The closest thing would probably be:

Libraries can declare namespaces as top level members, and as members of other namespaces.

namespace someIdentifier {
  // declarations
}

Other existing top-level declarations can also be declared inside I namespace, including imports and exports.
A new 'using' <qualifiedIdentifier> <showOrHideClause> ';' is allowed in the same place as imports, and as a using <qualifiedIdentifier> on imports and exports, which opens that namespace as accessible in the current namespace scope. Parts are included in the namespace where the part directive occurs.

The namespaces (unless named with a library private name) are exported names, part of the export scope of the library. They are names in a scope just like any other name, and mustn't conflict with a non-namespace name.

If two namespaces with the same name are introduced as members of the same namespace, by importing or using, any name they both introduce is conflicted, just like conflicted imported names today - it's only an error of code refers to that name.
If a namespace is declared with the same name as an imported namespace, any members in the current file's namespace declaration take precedence over imported names, just like current declarations take precedence over imported names in the library's to level scope.

Prefixed imports, import "..." as prefix;, are almost equivalent to

namespace prefix {
  import "...";
}

except that the as prefix introduces a namespace that is not exported, it's a local namespace only, as if it had a library private name.
The syntax can stay valid, and generalized to as <qualified mIdentifier>, but will probably introduce public exported namespaces unless the identifies are library private.
It'll require a migration to convert an existing prefixes to private names to preserve the current behavior.

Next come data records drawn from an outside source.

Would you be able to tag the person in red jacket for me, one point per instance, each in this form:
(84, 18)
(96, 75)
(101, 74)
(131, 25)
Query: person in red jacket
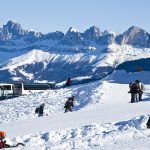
(68, 82)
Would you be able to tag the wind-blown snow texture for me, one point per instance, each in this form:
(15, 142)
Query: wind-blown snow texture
(103, 117)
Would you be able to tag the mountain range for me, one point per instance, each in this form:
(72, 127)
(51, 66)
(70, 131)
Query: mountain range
(31, 56)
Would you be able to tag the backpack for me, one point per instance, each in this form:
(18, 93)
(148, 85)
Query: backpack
(2, 134)
(134, 87)
(36, 110)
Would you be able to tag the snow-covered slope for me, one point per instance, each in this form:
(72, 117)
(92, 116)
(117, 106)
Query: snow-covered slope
(103, 117)
(38, 65)
(93, 53)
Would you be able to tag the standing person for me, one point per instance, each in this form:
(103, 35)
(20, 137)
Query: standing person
(2, 141)
(69, 104)
(134, 90)
(141, 89)
(41, 110)
(68, 82)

The show and hide modifiers will also be allowed to have qualified identifiers in the list, to show or hide individual namespaced declarations. Might even be allowed something like show ns1.{foo, bar} to show only ns1.foo and ns1.bar, and show ns1.{hide baz} to show (only) everything in ns1 except ns1.baz.

In short: I see zero chance of making Dart scopes be "independent of the file system". Libraries are units of import, and exports, and libraries are identified by a single file. Having a solution file that defines the files of the program, and files themselves not needing to have imports, is a content different direction, and not one I expect Dart to take without it providing a significant benefit.

What namespaces can do is to stratify the names exported by a library into a hierarchical structure, which can allow multiple declarations with the same name, as long as they are in different namespaces.